Рауль протирает очки. Он наслаждается беспомощностью глупого мужика. Комичность его положения доставляет Раулю невыразимую радость. Такая женщина, как Карола! И что только забрал себе в голову этот дурень! Она даром живет у него, ест за его столом, и он ей еще деньги платит! Ловко она это устроила, ничего не скажешь! Рауль едва удерживался от смеха.
А Яскульский продолжал рассказывать. По вечерам она читает ему. Она чудесно декламирует, — ведь она была актрисой, говорит по-французски. Кто б это подумал? Однако ни чтение, ни французский язык ему ни к чему, и он вчера серьезно поговорил с ней. «Какие условия ты ставишь, скажи откровенно, Карола? Так дело не пойдет; я ведь делаюсь просто смешон».
— Я совсем обезумел от этой женщины.

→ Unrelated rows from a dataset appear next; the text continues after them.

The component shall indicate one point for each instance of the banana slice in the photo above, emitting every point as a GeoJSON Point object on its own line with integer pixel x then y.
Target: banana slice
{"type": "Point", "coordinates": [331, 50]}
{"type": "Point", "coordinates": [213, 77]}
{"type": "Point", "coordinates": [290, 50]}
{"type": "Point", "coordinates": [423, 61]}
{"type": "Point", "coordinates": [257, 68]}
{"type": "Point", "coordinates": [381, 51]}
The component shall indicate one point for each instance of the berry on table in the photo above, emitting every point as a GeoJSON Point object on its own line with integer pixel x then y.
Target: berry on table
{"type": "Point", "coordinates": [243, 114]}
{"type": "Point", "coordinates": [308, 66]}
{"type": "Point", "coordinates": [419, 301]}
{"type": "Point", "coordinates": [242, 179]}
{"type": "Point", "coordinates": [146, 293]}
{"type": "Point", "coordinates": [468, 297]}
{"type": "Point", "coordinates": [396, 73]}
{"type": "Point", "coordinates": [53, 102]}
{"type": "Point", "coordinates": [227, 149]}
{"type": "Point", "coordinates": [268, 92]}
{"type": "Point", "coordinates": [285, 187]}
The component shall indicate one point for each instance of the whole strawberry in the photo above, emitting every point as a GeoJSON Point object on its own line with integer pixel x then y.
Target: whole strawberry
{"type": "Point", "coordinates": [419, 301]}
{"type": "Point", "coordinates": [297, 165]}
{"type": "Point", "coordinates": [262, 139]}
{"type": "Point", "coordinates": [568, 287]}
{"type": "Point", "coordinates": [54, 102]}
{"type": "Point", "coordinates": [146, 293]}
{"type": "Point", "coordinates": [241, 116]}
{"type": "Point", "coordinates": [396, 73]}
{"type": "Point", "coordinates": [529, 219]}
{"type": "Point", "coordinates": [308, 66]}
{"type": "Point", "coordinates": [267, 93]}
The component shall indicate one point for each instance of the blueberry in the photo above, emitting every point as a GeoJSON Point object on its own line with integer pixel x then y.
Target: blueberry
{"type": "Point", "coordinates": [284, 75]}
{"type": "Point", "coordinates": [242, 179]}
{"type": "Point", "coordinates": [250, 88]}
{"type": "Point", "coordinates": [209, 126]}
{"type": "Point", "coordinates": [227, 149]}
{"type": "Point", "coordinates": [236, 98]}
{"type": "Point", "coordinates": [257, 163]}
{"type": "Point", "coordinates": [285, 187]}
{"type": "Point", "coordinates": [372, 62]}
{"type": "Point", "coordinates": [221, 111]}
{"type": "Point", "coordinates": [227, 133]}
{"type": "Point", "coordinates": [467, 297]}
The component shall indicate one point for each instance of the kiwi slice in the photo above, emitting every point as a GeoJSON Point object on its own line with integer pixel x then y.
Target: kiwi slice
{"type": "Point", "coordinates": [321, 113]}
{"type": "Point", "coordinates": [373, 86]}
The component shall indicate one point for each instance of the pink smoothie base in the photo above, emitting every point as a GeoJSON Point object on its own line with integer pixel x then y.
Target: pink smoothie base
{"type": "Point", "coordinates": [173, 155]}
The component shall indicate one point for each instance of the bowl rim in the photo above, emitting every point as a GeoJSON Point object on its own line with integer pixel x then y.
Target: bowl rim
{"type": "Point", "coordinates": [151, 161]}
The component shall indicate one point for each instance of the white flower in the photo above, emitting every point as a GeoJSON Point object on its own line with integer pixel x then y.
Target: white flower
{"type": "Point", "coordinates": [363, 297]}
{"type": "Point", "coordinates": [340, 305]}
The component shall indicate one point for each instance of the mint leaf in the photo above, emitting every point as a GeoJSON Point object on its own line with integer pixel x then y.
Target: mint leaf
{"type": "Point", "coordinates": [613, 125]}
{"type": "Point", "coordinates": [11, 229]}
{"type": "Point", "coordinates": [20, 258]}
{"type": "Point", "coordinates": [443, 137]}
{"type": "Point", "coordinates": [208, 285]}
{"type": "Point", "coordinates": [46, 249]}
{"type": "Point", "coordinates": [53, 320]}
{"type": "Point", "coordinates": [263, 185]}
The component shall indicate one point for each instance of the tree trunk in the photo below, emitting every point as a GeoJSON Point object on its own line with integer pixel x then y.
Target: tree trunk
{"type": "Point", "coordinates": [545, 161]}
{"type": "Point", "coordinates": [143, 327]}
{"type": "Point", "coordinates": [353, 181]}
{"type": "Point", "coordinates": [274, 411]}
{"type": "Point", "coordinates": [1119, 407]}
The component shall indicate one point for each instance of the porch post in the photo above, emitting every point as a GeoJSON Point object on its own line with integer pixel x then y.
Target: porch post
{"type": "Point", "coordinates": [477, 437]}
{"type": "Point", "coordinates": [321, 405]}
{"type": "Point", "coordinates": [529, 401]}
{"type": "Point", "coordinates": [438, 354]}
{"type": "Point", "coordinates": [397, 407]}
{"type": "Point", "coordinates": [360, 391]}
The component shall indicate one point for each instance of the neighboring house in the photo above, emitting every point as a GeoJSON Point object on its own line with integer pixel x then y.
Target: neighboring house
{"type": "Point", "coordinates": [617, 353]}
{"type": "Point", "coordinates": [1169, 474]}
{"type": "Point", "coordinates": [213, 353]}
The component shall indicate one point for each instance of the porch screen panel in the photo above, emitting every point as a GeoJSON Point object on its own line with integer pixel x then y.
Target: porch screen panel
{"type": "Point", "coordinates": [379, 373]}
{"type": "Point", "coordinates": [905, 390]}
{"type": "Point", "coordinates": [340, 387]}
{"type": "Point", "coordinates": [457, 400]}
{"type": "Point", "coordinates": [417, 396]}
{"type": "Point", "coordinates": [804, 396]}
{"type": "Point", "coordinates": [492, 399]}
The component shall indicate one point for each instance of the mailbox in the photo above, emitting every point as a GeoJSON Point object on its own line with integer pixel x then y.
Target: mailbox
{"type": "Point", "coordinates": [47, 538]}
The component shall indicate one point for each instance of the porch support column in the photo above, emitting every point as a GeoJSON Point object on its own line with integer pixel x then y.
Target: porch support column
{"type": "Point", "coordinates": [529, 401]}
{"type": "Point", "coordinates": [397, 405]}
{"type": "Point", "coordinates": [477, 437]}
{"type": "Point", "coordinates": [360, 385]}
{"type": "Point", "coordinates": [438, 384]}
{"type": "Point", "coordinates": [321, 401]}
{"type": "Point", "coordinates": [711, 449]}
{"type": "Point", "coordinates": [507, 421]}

Мы сидим вместе за столом, я вижу ее каждый час, а один раз — должен тебе признаться, но только это я одному тебе говорю — я подсмотрел, как она купалась. — Яскульский понизил голос и сложил губы точно для поцелуя. — Богиня, Рауль, просто богиня! — прошептал он. — Богиня, да и только.
Раулю стало не по себе, он заерзал на стуле.
— И что же? Назвала она тебе свои условия? — спросил он деловым тоном адвоката.
Он злорадствовал и наслаждался. Яскульский кивнул.
— Да, — сказал он, — условия она назвала. Она потребовала гарантий, что ее положение будет прочно; она, видишь ли, научена горьким опытом. У нее есть ребенок от одного венгерского офицера; этот офицер судится с ней и не платит ей ни гроша. Теперь ребенок тоже в моем доме. Прелестный ребенок! Без него она не хотела переезжать. Как можно после этого осуждать ее, если она многовато просит? Это ее право. Одним словом, она требует двадцать тысяч крон в год.
Яскульский встал, так он был взволнован.
Лицо Рауля осветилось улыбкой удовлетворения. Он открыл рот так, что стали видны его большие крепкие зубы, всё лицо его покрылось складками, и он громко расхохотался. Так этому мужику и надо. Рауль знает его баснословную скупость. Он сам пригласит Каролу в секретарши, он это теперь твердо решил.
— Двадцать тысяч крон в год! — воскликнул Рауль. — Ничего себе, недурная сумма!
Яскульский задумчиво расхаживает по комнате, поглядывая на потолок. Он кажется Раулю каким-то великаном.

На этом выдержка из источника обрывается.